Após quase quatro meses de atuação no Rio, o comando da intervenção federal na segurança do estado apresentou nesta quinta-feira (14) o plano estratégico das ações ao presidente Michel Temer. 

O governo federal decretou intervenção na segurança do Rio em 16 de fevereiro com prazo até 31 de dezembro. Na ocasião, ficou claro que a decisão foi tomada de forma apressada.

O general do Exército nomeado como interventor, Walter Braga Netto, levou cerca de duas semanas para escolher sua nova equipe. 

Segundo Braga Netto, as bases do plano estratégico já estavam definidas e em andamento antes da entrega do documento de 82 páginas ao presidente Temer. Os principais objetivos apresentados ao presidente já são conhecidos: redução dos índices de criminalidade, aumento da sensação de segurança e a retomada da capacidade operativa das polícias, que sofrem com equipamento obsoleto e falta de materiais.

A intervenção obteve do governo um orçamento de R$ 1,2 bilhão. Os valores, no entanto, demoraram a chegar e agora, já no caixa do gabinete da intervenção, estão com dificuldade de serem empregados.

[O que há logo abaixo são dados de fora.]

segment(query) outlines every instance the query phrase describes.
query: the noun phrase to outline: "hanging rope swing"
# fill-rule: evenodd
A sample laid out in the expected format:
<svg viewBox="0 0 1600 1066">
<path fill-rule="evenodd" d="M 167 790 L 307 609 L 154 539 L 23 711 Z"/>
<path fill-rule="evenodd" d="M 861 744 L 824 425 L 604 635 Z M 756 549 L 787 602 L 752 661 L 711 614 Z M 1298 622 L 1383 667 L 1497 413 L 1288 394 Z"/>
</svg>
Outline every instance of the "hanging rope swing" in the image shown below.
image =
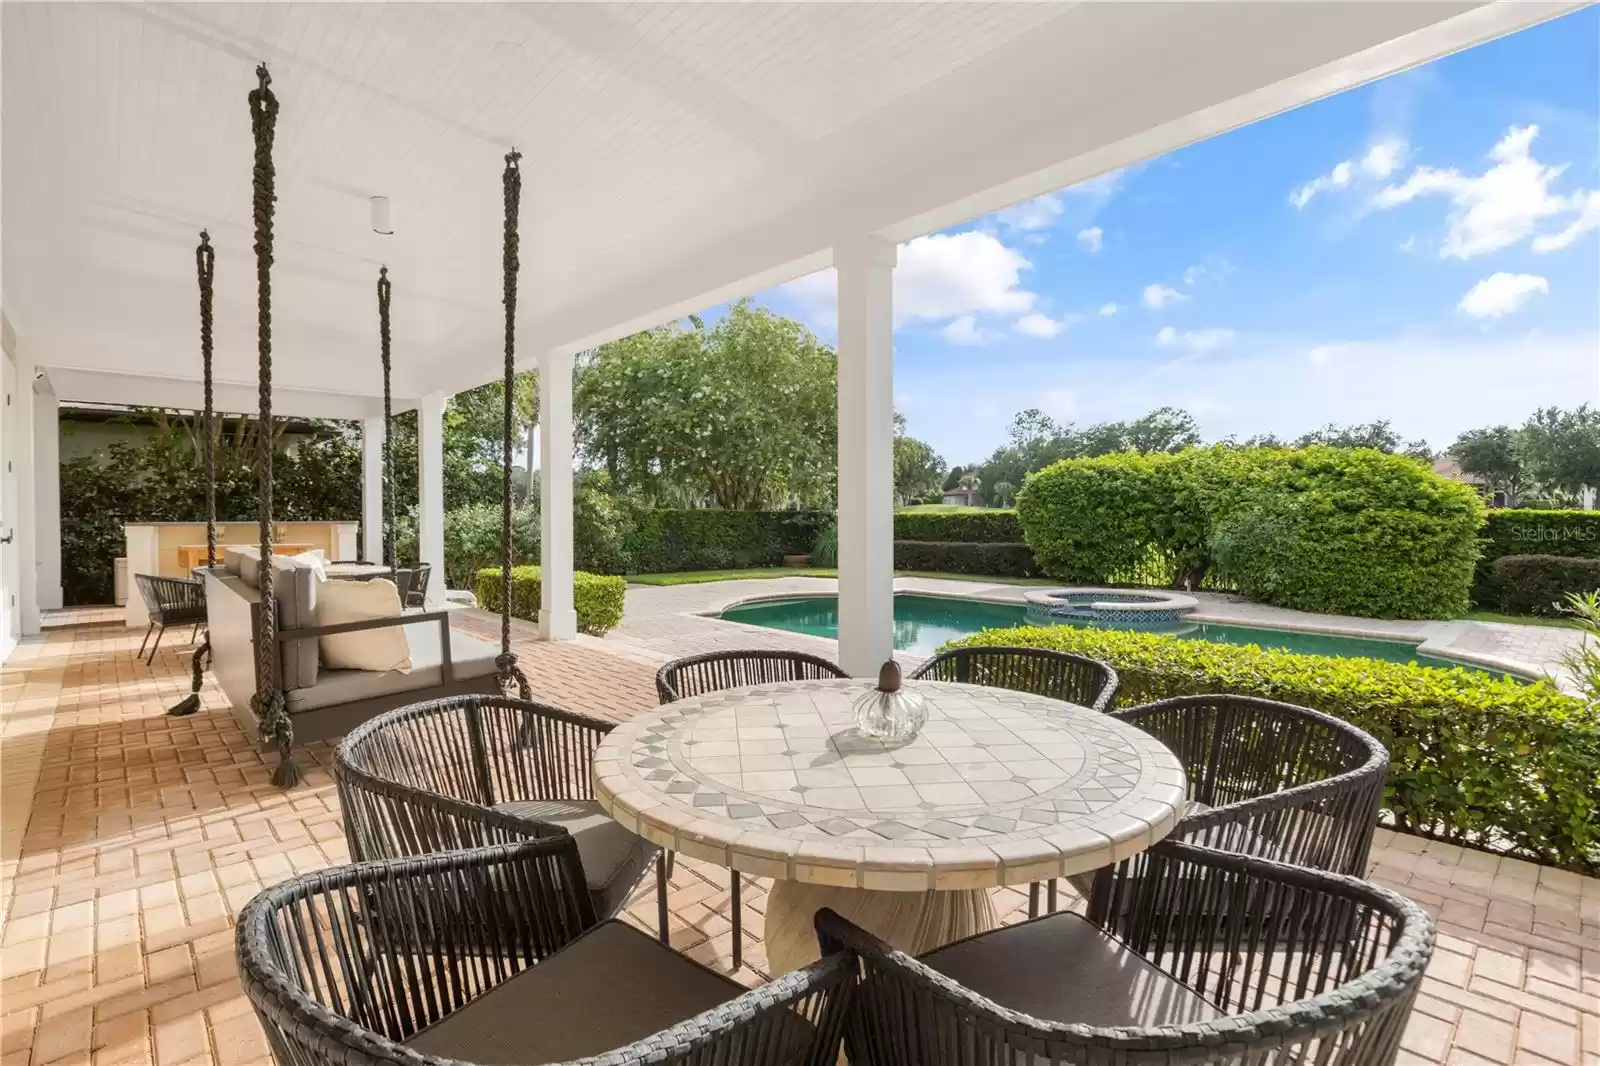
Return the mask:
<svg viewBox="0 0 1600 1066">
<path fill-rule="evenodd" d="M 276 173 L 272 166 L 272 143 L 278 125 L 278 98 L 272 93 L 272 75 L 267 65 L 256 67 L 257 85 L 250 91 L 250 129 L 255 136 L 255 168 L 252 205 L 255 215 L 256 252 L 256 357 L 260 375 L 260 432 L 256 435 L 256 477 L 260 482 L 261 565 L 258 586 L 261 591 L 261 633 L 256 644 L 256 694 L 250 701 L 262 739 L 277 745 L 278 767 L 272 783 L 289 788 L 300 782 L 290 748 L 294 745 L 294 725 L 284 706 L 283 690 L 278 687 L 278 612 L 272 591 L 272 214 L 276 200 L 273 191 Z"/>
<path fill-rule="evenodd" d="M 391 572 L 399 565 L 394 532 L 394 404 L 389 395 L 389 268 L 378 268 L 378 350 L 383 363 L 383 535 L 378 544 L 378 559 Z"/>
<path fill-rule="evenodd" d="M 200 454 L 206 468 L 206 566 L 217 565 L 217 457 L 216 431 L 213 419 L 216 410 L 211 395 L 211 297 L 217 275 L 217 255 L 211 248 L 211 235 L 200 231 L 200 244 L 194 250 L 195 273 L 200 281 L 200 366 L 205 389 L 205 412 L 200 420 Z M 189 694 L 179 700 L 168 714 L 182 718 L 200 709 L 200 688 L 205 683 L 205 670 L 211 661 L 211 627 L 200 646 L 189 659 Z"/>
<path fill-rule="evenodd" d="M 502 250 L 506 306 L 506 362 L 505 408 L 501 430 L 504 434 L 500 451 L 500 655 L 495 659 L 499 670 L 500 687 L 507 694 L 516 685 L 519 699 L 531 700 L 533 689 L 528 677 L 517 665 L 516 653 L 511 650 L 511 432 L 515 416 L 517 384 L 517 260 L 518 215 L 522 208 L 522 170 L 518 163 L 522 153 L 515 148 L 506 153 L 506 169 L 500 176 L 505 192 L 506 230 Z"/>
</svg>

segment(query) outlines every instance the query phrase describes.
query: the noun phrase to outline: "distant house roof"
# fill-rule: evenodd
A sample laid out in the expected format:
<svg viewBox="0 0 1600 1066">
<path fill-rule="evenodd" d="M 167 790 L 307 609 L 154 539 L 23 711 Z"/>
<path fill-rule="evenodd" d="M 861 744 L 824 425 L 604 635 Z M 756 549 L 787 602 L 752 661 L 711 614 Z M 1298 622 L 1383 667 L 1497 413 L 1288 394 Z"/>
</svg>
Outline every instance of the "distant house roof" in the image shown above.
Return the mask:
<svg viewBox="0 0 1600 1066">
<path fill-rule="evenodd" d="M 965 503 L 965 504 L 971 505 L 971 504 L 976 503 L 977 499 L 978 499 L 978 490 L 977 489 L 945 489 L 944 490 L 944 502 L 945 503 Z"/>
<path fill-rule="evenodd" d="M 1440 477 L 1447 477 L 1451 481 L 1459 481 L 1466 485 L 1482 485 L 1483 479 L 1476 474 L 1465 473 L 1461 464 L 1448 455 L 1441 455 L 1433 461 L 1433 472 Z"/>
</svg>

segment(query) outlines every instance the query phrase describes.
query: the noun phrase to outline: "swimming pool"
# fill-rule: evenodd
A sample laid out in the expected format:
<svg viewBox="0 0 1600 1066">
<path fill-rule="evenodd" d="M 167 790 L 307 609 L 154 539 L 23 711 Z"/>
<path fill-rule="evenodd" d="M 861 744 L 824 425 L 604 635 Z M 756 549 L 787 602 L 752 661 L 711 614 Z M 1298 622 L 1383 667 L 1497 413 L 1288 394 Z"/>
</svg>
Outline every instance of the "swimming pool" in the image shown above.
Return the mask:
<svg viewBox="0 0 1600 1066">
<path fill-rule="evenodd" d="M 756 600 L 735 604 L 721 613 L 730 622 L 785 629 L 791 633 L 810 633 L 818 637 L 839 636 L 839 601 L 833 596 L 796 596 L 787 599 Z M 894 646 L 900 651 L 932 655 L 946 641 L 965 637 L 983 629 L 1037 625 L 1028 618 L 1020 603 L 990 603 L 984 600 L 959 600 L 944 596 L 918 596 L 899 593 L 894 598 Z M 1083 624 L 1083 623 L 1071 623 Z M 1093 623 L 1091 623 L 1093 624 Z M 1124 628 L 1108 625 L 1105 628 Z M 1224 625 L 1218 622 L 1192 622 L 1170 631 L 1188 640 L 1207 640 L 1213 644 L 1254 644 L 1279 648 L 1302 655 L 1331 655 L 1338 659 L 1382 659 L 1391 663 L 1417 663 L 1449 669 L 1480 667 L 1432 655 L 1418 655 L 1416 645 L 1398 640 L 1371 640 L 1328 633 L 1301 633 L 1288 629 L 1259 629 L 1254 626 Z"/>
</svg>

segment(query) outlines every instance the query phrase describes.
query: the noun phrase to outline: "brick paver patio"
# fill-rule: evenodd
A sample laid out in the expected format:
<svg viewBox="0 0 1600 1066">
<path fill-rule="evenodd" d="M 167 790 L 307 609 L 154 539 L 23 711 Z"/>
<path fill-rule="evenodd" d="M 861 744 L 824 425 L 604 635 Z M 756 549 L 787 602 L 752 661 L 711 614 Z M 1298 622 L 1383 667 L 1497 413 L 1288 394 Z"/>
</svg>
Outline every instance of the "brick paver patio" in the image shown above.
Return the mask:
<svg viewBox="0 0 1600 1066">
<path fill-rule="evenodd" d="M 487 616 L 457 624 L 498 635 Z M 540 698 L 620 718 L 655 704 L 664 624 L 641 618 L 611 646 L 516 629 Z M 147 668 L 137 646 L 116 624 L 54 628 L 0 672 L 0 1066 L 267 1062 L 233 915 L 264 885 L 348 856 L 326 747 L 302 752 L 305 785 L 273 788 L 219 691 L 198 715 L 163 714 L 186 691 L 187 649 Z M 1402 1061 L 1600 1066 L 1600 881 L 1379 837 L 1374 878 L 1440 922 Z M 647 928 L 653 891 L 631 908 Z M 747 983 L 766 976 L 765 895 L 747 883 Z M 668 902 L 674 944 L 726 969 L 725 872 L 680 861 Z M 996 902 L 1005 920 L 1025 911 L 1015 890 Z"/>
</svg>

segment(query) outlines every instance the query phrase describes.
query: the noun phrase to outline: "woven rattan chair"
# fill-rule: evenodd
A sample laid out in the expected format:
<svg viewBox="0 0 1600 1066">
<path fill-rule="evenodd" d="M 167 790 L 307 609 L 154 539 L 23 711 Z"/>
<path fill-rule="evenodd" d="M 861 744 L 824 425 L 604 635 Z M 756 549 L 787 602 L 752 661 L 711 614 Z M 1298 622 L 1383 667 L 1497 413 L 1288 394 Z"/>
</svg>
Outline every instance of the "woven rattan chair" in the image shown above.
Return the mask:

O general Braga Netto tem dito que a demora na alocação de recursos ocorre em razão da necessidade de os gastos serem amparados pela lei de licitações. O interventor tenta obter autorização para fazer compras sem necessidade de licitação.

O documento apresenta oito princípios da intervenção, entre eles a cooperação entre os órgãos, liderança única nas ações e respeito à diversidade e dignidade humana da população. 

Apesar da crença, militares do Exército foram criticados por entidades de defesa de direitos humanos quando promoveram fichamentos de moradores de favelas alvos de operações policiais. Moradores eram revistados e tinham seus rotos e documentos fotografados por militares, numa prática que, após críticas, não voltou a ocorrer. 

As ações da intervenção estão dividas em emergenciais, com operações armadas e trabalho de retiradas de barricadas do tráfico em áreas de conflito, além das ações estruturantes, para melhorar a capacidade operativa das polícias. 

Quatro veículos blindados do Exército foram cedidos à PM e à polícia civil, além de outros dois veículos antigos que foram reformados.

A intervenção recebeu ainda 100 fuzis e 100 mil munições doados de empresas privadas, além de munições e armamentos não letais para controle de distúrbios. A intervenção também lista 13 ameaças ao sucesso das ações no Rio, entre elas a atuação ostensiva de grupos criminosos em áreas carentes, a insuficiência de recursos e a falta de apoio da população à intervenção. 

O aumento dos indicadores de violência na vigência da intervenção também é considerado uma ameaça às ações estruturantes planejadas pela intervenção. 

Os dados de maio de criminalidade ainda não foram fechados pelo ISP (Instituto de Segurança Pública), mas na última quarta-feira (13), durante palestra para empresários no Rio, o general Braga Netto afirmou que alguns índices caíram de abril para maio, como roubo de carga e de veículos. 

No entanto, quando a intervenção completou dois meses de atuação, os principais indicadores tinham aumentado. Segundo Braga Netto, já foram apreendidos 137 fuzis pela PM neste ano. Cerca de 140 obstáculos e barricadas montadas por criminosos em acessos a favelas foram retirados, assim como três posições de tiro foram demolidas, uma delas na favela do Jacarezinho, zona norte da cidade. 

“A ação estruturante não apresenta resultado a curto prazo”, disse Braga Netto no evento. Ele afirmou que o objetivo de curto prazo é reduzir a quantidade de traficantes transitando com armamento pesado pelas comunidades carentes do estado. “Temos que diminuir aquela ostensividade que estava existindo no Rio”, disse.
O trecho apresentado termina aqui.